Мой «секрет» разлетелся повсюду, будто пыль на ветру. Я, обычно сдержанный и неприметный, обрел всеобщую популярность, такую же нездоровую, как и внезапную. Когда я проходил, мне вслед оборачивались. Меня окликали повсюду: в аудиториях, в библиотеке, в кафетерии: «Эй, Бадина! То, что говорят, это правда?» Девушки, которые до сих пор никогда меня не замечали, принялись сами подходить и выражать настораживающее сострадание, будто я десятилетний мальчишка, только что потерявший родителей в автокатастрофе. Для некоторых из них демонстрация сочувствия быстро превратилась в кривляние. Они строили глазки, клали мне руки на предплечья, осторожно качали головой, чтобы побудить меня к откровенностям. В своей огромной наивности я тогда не понимал, что они со мной заигрывают. Когда же я пытался перевести разговор на другую тему, то видел, как в их взглядах гаснет крохотный огонек интереса, порожденный моим положением сироты. Ситуация была нездоровой: я был словно один из тех серийных убийц, которые, ожидая исполнения приговора в камере смертников, получают со всех концов страны от своих «поклонниц» пламенные письма и предложения пожениться.
Однажды утром я обнаружил в своем почтовом ящике экземпляр книги, которая, кажется, вышла в начале 80-х. В ней рассказывалось о скандалах и уголовных делах, которыми была буквально усеяна история Голливуда. Автором ее был преподаватель университета в Огайо. На достаточно безвкусной обложке был изображен ролик кинопленки, покрытый большими пятнами кетчупа, изображающего кровь. Листком с рекламой канцелярских товаров, вложенным посредине книги, была отмечена глава в десяток страниц, посвященная исчезновению моей матери. Кто положил эту книжонку ко мне в ящик, я так и не узнал и никогда не старался узнать. Может быть, одна из моих новых поклонниц или, что более вероятно, студент с кинематографического отделения, одержимый убийством Шерон Тейт[22]

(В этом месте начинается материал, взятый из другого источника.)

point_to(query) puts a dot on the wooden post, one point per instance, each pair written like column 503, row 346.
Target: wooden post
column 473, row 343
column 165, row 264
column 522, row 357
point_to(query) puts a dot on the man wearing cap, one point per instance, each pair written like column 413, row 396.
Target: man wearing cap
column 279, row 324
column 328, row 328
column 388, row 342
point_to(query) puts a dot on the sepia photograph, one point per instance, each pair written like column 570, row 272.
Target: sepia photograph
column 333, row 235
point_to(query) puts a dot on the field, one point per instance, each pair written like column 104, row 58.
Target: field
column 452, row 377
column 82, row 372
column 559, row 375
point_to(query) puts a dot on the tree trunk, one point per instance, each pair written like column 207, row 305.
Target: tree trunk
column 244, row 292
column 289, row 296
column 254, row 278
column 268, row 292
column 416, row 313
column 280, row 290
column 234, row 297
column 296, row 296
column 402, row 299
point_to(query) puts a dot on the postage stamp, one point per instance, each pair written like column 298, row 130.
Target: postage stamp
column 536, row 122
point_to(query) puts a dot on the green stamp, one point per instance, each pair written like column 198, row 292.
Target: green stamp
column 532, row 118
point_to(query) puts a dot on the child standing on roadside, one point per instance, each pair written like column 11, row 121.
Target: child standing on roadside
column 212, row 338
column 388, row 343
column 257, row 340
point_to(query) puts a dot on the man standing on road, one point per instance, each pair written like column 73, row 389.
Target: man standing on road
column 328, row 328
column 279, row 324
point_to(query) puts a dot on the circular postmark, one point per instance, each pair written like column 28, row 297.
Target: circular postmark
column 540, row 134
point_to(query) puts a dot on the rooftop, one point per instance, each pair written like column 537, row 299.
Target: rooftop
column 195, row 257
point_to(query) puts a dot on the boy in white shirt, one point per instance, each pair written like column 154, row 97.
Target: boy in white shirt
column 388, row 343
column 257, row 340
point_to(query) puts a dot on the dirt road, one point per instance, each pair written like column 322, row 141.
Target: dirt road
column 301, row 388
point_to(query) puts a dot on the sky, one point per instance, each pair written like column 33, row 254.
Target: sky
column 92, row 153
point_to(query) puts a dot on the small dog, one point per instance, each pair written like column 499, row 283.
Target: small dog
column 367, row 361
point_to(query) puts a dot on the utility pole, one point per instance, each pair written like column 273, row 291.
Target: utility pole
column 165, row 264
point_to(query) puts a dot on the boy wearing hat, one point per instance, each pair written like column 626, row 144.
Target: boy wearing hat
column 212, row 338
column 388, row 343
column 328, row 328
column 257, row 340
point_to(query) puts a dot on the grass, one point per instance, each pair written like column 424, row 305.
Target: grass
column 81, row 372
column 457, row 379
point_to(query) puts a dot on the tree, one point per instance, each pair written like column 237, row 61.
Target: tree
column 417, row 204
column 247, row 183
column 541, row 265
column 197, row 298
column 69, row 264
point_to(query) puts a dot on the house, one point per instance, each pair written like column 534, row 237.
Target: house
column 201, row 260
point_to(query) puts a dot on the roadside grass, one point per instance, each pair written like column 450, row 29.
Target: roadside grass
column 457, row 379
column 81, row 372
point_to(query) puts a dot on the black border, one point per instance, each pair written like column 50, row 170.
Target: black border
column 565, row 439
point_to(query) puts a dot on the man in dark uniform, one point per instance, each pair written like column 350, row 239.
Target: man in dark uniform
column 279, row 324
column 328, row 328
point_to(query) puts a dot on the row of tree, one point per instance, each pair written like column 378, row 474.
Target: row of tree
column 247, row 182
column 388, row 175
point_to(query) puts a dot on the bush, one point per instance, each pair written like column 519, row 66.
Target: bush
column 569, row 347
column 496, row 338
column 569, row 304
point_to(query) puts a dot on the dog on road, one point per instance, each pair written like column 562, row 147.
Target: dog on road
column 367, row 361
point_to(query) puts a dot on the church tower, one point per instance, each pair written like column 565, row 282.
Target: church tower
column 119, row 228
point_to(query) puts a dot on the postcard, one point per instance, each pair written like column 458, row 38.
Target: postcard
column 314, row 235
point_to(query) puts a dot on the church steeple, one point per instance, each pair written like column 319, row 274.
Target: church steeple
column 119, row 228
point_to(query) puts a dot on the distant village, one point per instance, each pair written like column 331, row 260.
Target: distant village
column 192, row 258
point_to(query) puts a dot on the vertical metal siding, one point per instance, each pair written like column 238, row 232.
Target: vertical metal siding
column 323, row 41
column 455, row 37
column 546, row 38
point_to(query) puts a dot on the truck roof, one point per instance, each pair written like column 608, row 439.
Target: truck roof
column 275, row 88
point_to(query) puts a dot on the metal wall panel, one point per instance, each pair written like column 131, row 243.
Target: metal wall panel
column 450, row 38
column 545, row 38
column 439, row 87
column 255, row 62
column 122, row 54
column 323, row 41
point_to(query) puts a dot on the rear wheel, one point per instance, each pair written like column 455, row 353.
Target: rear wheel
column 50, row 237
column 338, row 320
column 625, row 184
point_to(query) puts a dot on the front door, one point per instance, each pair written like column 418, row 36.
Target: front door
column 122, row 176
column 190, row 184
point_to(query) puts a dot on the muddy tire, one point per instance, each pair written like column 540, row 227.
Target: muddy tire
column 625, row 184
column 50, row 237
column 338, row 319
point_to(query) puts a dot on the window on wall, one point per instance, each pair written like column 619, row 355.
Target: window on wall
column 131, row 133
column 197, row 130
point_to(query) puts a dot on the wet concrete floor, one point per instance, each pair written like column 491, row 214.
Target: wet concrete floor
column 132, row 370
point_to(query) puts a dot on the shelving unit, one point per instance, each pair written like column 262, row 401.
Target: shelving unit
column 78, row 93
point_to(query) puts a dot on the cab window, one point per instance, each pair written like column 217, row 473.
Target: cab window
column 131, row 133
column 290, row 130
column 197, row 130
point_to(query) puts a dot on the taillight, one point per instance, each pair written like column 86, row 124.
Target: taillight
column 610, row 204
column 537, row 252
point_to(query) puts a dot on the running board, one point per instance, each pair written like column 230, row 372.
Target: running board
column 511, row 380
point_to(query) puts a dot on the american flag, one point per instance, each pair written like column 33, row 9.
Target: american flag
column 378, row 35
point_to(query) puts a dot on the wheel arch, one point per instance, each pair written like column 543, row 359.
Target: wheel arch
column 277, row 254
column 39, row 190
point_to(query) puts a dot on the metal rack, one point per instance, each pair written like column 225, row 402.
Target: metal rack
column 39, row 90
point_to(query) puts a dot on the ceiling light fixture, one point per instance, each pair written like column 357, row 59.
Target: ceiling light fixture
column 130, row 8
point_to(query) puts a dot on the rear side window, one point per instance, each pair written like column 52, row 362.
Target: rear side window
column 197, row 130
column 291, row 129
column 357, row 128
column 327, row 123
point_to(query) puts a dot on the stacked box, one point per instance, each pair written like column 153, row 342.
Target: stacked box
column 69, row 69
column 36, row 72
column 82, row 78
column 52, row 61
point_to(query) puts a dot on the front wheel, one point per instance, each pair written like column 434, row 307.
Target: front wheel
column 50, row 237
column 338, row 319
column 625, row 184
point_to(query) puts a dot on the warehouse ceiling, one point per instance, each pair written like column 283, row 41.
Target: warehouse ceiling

или смертью Мерилин. Я прочитал только заголовок – «Тайна Элизабет Бадина» – перед тем как швырнуть это произведение в первую попавшуюся урну. С какой целью мне был сделан этот подарок? Кто-то подумал, что этим доставит мне удовольствие? Или что я из чистого мазохизма стану поворачивать нож в ране, которая так и не зажила?На этом дело не закончилось. Один писака из университетской газеты, мечтающий однажды заполучить Пулитцеровскую премию, целыми днями преследовал меня, упрашивая дать интервью. Это был хитроватый тип с лицом, покрытым угрями, и с неестественной манерой говорить. С блокнотом на спирали в одной руке и ручкой в другой он торчал под дверью моей комнаты и повсюду сопровождал меня, обещая ни много ни мало сделать из меня «живую легенду кампуса». При этом он забывал уточнить, что сенсационная новость даст ему возможность написать о чем-то другом, кроме обычных результатов соревнований по атлетике и баскетболу. Он не отвязался, пока я в открытую не пригрозил ему. Три дня спустя в рубрике «Это было вчера» он опубликовал бесконечную статью о моей матери, представляющую собой неуклюжую компиляцию из газетных материалов, которые он, должно быть, разыскал в библиотеке. Единственное, что, без сомнения, принадлежало его перу – это мстительные выпады в мою сторону. Меня изобразили спесивым, не в меру амбициозным студентом, который в поисках популярности бессовестно эксплуатирует ужасную семейную драму.